Se ha comentado a menudo la tan distinta consideración del sol en tres de las culturas antiguas mediterráneas. Mientras que el sol, bajo distintas manifestaciones, pero siempre representado con un ojo bien abierto omnipresente -se llame Ra u Horus- simbolizaba la figura del dios creador, Helios en Grecia fue una divinidad menor hasta que se asoció con Apolo -un dios principal-, convirtiéndose en una hipóstasis apolínea, o una exteriorización de algún poder o virtud del dios de la arquitectura, la música y la poesía, el hijo predilecto de Zeus: Apolo.

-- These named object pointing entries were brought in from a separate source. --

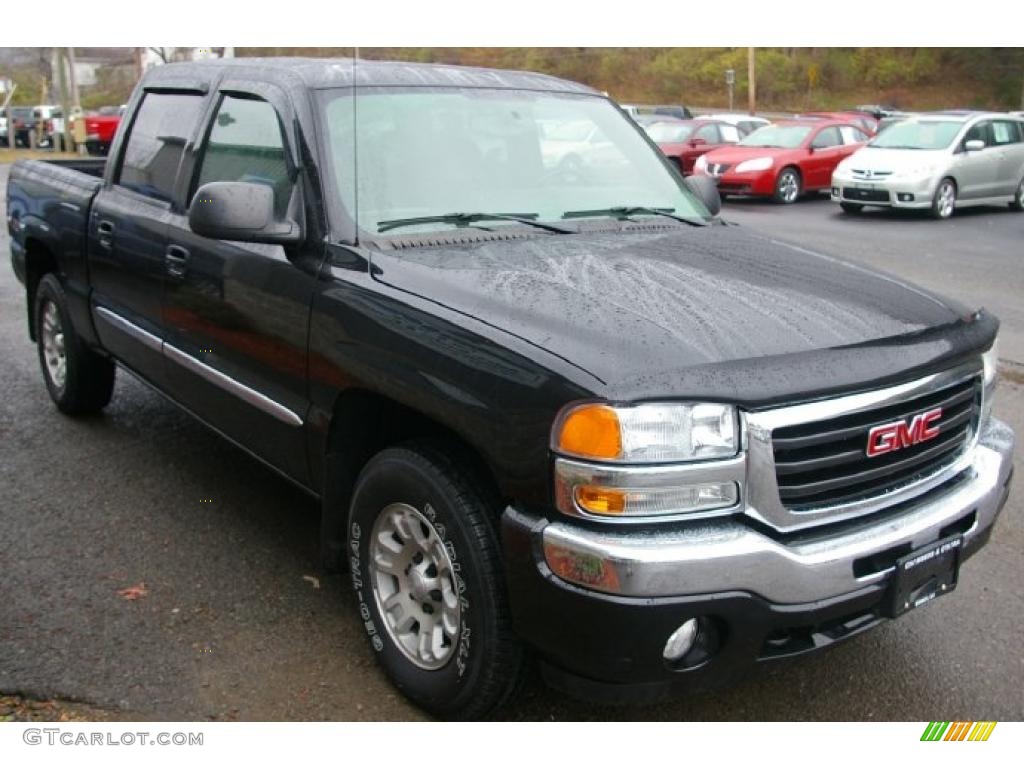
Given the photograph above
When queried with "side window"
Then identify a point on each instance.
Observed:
(162, 126)
(852, 135)
(246, 144)
(709, 133)
(730, 133)
(980, 131)
(1005, 132)
(827, 137)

La consideración del sol en Mesopotamia fluctúa entre la adoración egipcia y la minusvaloración griega. Utu, que así se llamaba el dios-sol en Súmer (más conocido por su nombre acadio, Shamash, sobre todo porque fue adquiriendo importancia en Babilonia), era una divinidad relativamente menor, a quien se le dedicaron escasos himnos.
Sin embargo, Utu (cuyo nombre significa, literalmente, sol -
ud era sol en sumerio, palabra que los acadios leyeron utu, y que se impuso en los textos) era hijo del dios-luna, Nanna -la divinidad principal de la ciudad de Ur-, y de la diosa Ningal: la gran diosa de los juncos y las cañas de las marismas del delta del Tigris y el Éufrates, es decir, la diosa de las aguas primordiales (una función lógica, en tanto que hija de Enki, el dios de las Aguas originarias, y dios de la ordenación del mundo, y de la arquitectura. Que el sol fuera el hijo de la luna responde a la creencia que en los inicios fue la noche, y que la luz diurna despuntó tras la noche oscura. Esta conexión del sol con su anverso se acentúa con la presencia de la hermana del Sol: la diosa Ereshkigal, que era la gran diosa del inframundo.
Esta asociación con los poderes nocturno explica que Utu fuera un dios justiciero: sus dominios no eran tanto el mundo visible, cuanto el invisible: el mundo subterráneo, donde su fulgor, su aguda vista escudriñaba en las almas y decidía su sino. El sol era temido: nada se podía ocultar ante su óculo. El toro era su emblema, una figura usual en las tumbas por su función calculadora de las acciones humanas.
De algún modo, Utu era un destructor. Quienes no aguantaban su dura mirada caían fulminador. Este carácter implacable se simbolizaba con el útil que Utu manipulaba: una sierra de acerados dientes. Con ésta, que siempre blandía, cortaba de cuajo las montañas del Zagros, abriendo agudas gargantas que dejaban pasar sus rayos cuando el día despuntaba por el este: Utu era el Señor de las Montañas -cantaba un himno-abría vías, delimitaba, con profundos cortes, sendas y parcelas: las montañas cobijaban los enemigos de las urbes. Mas cuando Utu emergía por las cumbres, las hondas heridas que infligía a las montañas eran como un castigo que reducía el poder y la amenaza que encarnaban.
El dardo de sus ojos trazaba deslumbrantes líneas por el espacio, rectas como los cortes de la sierra. El emblema de Utu -con el que siempre se le representaba- resonaría en el signo de un dios griego muy posterior: el cuchillo afilado de Apolo.
Apolo también se abría camino entre los bosques tupidos: aserraba montaña. Apolo era un temible dios destructor. Puso fin a la naturaleza incontaminada, desordenada. Sus andares y sus gestos abrieron brechas en el mundo: estableció límites, organizó perdurablemente el mundo gracias a los nítidos tajos que efectuaba, que facilitaban el tránsito de humanos -y del sol, que pronto se convertiría en su faz resplandeciente y en los rayos de su corona.
Apolo, al igual que Utu era un dios de la justicia. Nada escapaba a su ojo expectante. La justicia que impartía llegaba hasta los confines del mundo gracias a las rutas que trazaba, que abría.
Utu -como más tarde Apolo- fue un dios urbanista. El desordenado mundo por el que no se podía circular, el espacio caótico dónde no se podía morar ni orientarse fue esclarecido gracias a la acción del sol que trajo la justicia al mundo.
La arquitectura, como ya se ha comentado, se simboliza por unos ejes rectos que estructuran el mundo. Los juncos, sobre los que la madre de Utu reinaba, representaban bien, por su fino tallo recto, la justicia. Éstos eran símbolos de rectitud, virtud que Utu y, más tarde Apolo, asumieron, poniendo fin al desorden imperante. Cortaron de raíz, de cuajo, lo que impedía que la luz alumbrara justamente el mundo.